То есть, уже придуманы ответы-затычки типа «Встряхнуться», «Отдохнуть», и подобные им — но они не решают ничего.

Это отговорки.

Я-то как раз верил многим людям, что они получали беспримесное удовольствие в пути, отчего же не верить — я сам такой. Но вопрос всё равно оставался.

Я как маленький герой, коротышка Незнайка, веду разговор со своей Совестью и говорю ей, что мне нужно встряхнуться. И Совесть спрашивает, не пробовал ли я менее энтропийные для этой цели? Нет ли тут иллюзии? Не бьёшься ли ты с давно умершим миром, чтобы доказать ему, что ты можешь двигаться? Он и сам умер, а ты ему хочешь что-то доказать?

Путешествие вообще хорошо сравнивать с сексом — и то и другое прекрасно, но им часто занимаются не по велению сердца, а от скуки или для того, чтобы хорошо выглядеть в чьих-то глазах.

И совесть моя это хорошо знала.

Вся человеческая жизнь пронизана разговорами о сексуальном, потому что секс — идеальный индикатор успеха. Если ты молод и здоров, если ты богат и хитёр (тут бы надо убежать в рассуждениях от наукообразия от гендера) — то всё это доказывается, демонстрируется в сексуальной жизни. А не сходится один человек с другим в постельной схватке, не сочиняет животное о двух спинах — что-то тут не так: страшная болезнь, психологические проблемы или человек просто валяется под забором пьяный.

Кто захочет пьяного под забором? Кто хочет быть пьяным под забором?

Немногие, да.

Это как в старом анекдоте про еврейского сына, что экономил на телеграммах и кричал из поезда отцу, стоящему на платформе: «Папа, ты какаешь?». И был прав, потому что через утвердительный ответ узнавал не только о пищеварении, но и о благосостоянии. То же самое с туризмом. Много лет назад советский человек, что побывал за границей, демонстрировал это не только через воспоминания и даже не через купленные там вещи или отоваренные здесь чеки «Берёзки». Это значило, что он был выездным, что он был абсолютно социализирован, он был успешен и как бы половой гигант в социальном смысле. И чем дальше его пустили: в Улан-Батор, Будапешт, Белград или Париж, — всё что-то означало.

Сначала все ездили в Турцию, потом в Египет, затем на Кипр. Потом настала пора Европы, затем подвалила экзотика с непроизносимыми названиями. Сейчас в приличном обществе нельзя признаться в путешествии в Анталью: на тебя посмотрят как на неудачника, что делил описанное море с бухгалтершами из Торжка.

Меня всегда забавляли горделиво вывешенные карты Ойкумены, где красным закрашивали посещённые страны (при визите в Нью-Йорк автоматически краснела и Аляска). Но я-то сам, меж тем, рассуждаю сам с собой о том, какой тип перемещения по миру более честен внутри моей собственной системы координат.

Есть случай Канта, который вообще никуда не ездил, кроме как перемещался по Восточной Пруссии (хотя теперь там то Польша, то Литва). Между прочим, этот домосед умудрился читать географию как науку, и, по отзывам современников, довольно занимательно.

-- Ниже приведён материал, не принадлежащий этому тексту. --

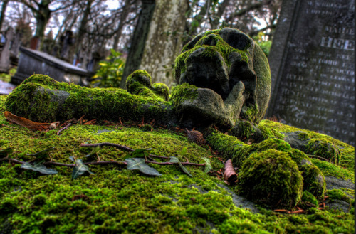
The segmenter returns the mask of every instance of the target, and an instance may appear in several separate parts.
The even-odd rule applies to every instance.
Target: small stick
[[[108,142],[95,143],[95,144],[80,144],[80,147],[103,147],[103,146],[113,147],[116,147],[116,148],[122,149],[124,151],[130,151],[130,152],[132,152],[132,151],[134,151],[133,149],[131,149],[131,148],[130,148],[128,147],[126,147],[125,145],[121,145],[121,144],[114,144],[114,143],[108,143]],[[154,158],[169,159],[169,156],[155,155],[155,154],[150,154],[149,156],[152,156],[152,157],[154,157]]]
[[[307,156],[310,156],[310,157],[312,157],[312,158],[316,158],[316,159],[320,159],[320,160],[324,160],[324,161],[328,161],[330,164],[332,164],[332,162],[330,161],[329,160],[328,160],[326,159],[324,159],[324,158],[323,158],[321,156],[317,156],[317,155],[307,154]]]
[[[57,135],[59,135],[61,134],[61,132],[62,132],[62,131],[68,129],[70,125],[72,125],[72,123],[68,123],[67,125],[66,125],[66,127],[61,128],[61,129],[59,129],[58,132],[57,132]]]

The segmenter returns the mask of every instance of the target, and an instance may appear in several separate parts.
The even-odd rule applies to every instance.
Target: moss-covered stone
[[[238,176],[240,194],[273,208],[292,208],[300,200],[303,177],[287,153],[268,149],[252,154]]]
[[[190,162],[199,163],[206,157],[211,160],[213,170],[224,167],[218,160],[221,156],[216,156],[207,146],[190,143],[176,129],[163,129],[156,122],[152,132],[130,126],[133,123],[125,122],[125,119],[121,119],[123,125],[115,122],[108,126],[74,124],[61,135],[57,135],[58,129],[44,133],[16,127],[4,117],[6,97],[0,95],[0,124],[0,124],[0,149],[11,147],[14,151],[9,156],[18,160],[29,161],[33,158],[27,154],[56,146],[56,149],[50,153],[53,161],[72,164],[69,156],[83,159],[91,151],[92,149],[80,147],[80,144],[107,142],[133,149],[152,148],[152,154],[167,156],[177,156],[187,147],[184,156]],[[209,134],[211,134],[207,137],[209,144],[219,146],[221,153],[226,148],[226,151],[233,152],[239,145],[246,145],[236,137],[215,130]],[[103,147],[98,154],[103,161],[120,161],[127,152]],[[347,168],[317,159],[310,160],[325,173],[353,176],[353,171]],[[125,166],[89,165],[95,174],[72,180],[70,167],[52,166],[58,174],[45,176],[23,170],[19,164],[1,161],[0,206],[11,208],[0,212],[0,230],[9,233],[355,232],[353,213],[309,208],[306,213],[283,215],[261,207],[260,213],[253,213],[241,206],[245,205],[244,202],[236,203],[243,199],[231,195],[234,187],[221,186],[224,182],[214,174],[206,174],[201,167],[186,166],[194,176],[191,178],[179,166],[150,165],[162,176],[145,176],[128,171]]]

Но есть случай профессионального путешественника — какой-нибудь Амундсен, к примеру. Вот раздражает меня Амундсен? Вовсе нет. Конюхов, правда, отчего-то раздражает.

И чистое утверждение «Я люблю путешествовать», которое именно что отговорка. Но всегда я склонен к психоанализу — я или безумие моей Совести. Последовательно отвечая на вопросы «Зачем?» мы можем многое выяснить — как, например, в кабинете окулиста, по очереди закрывая то один, то глаз.

Вдруг у вас (только не обижайтесь) это род нервной тревоги, вид бегства от какой-то другой деятельности.

А вдруг выясниться, что если кого-то обязать совершать свои путешествия в тайне, они потеряют для вас свою прелесть. Вдруг окажется, что вам нравится запах внутри самолёта, и всё равно куда лететь.

А так-то Портос был логичен: «Я дерусь, потому что дерусь» — но мы-то знаем, что и у него это была отговорка. Ему на самом деле было страшно, что кто-нибудь узнает, что у него перевязь была показушная. Мы всё-таки вступили на путь психоанализа.

Продвигаясь по нему постепенно, со временем можно понять, что лежит в причине влечения.

Хотя, можно, конечно, и отказаться от познания, если оно тревожно.

Например, может выясниться, что у частного путешественника ничего в итоге не остаётся — не считать же восемь миллионов фотографий «Я на фоне Эйфелевой башни» и шесть миллионов фотографий «Мы на фоне пирамид» рациональным итогом.

Нет, я знал людей, что совершали путешествия в более экзотические страны — осколок коммунистической Кореи или Кубу. Или в Верхнюю Вольту без ракет. Но это просто дополнительный слой упаковки всё над тем же вопросом «Зачем?».

И не надо говорить, что для познания мира — для того, чтобы познать город, нужно полжизни. Так на два тебя и хватит — что притворяться, что ты что-то понял, разглядывая Мачо Пикчу или напившись в любимом баре Хемингуэя.

Тут магическая пропасть неизвестности и отчаяния.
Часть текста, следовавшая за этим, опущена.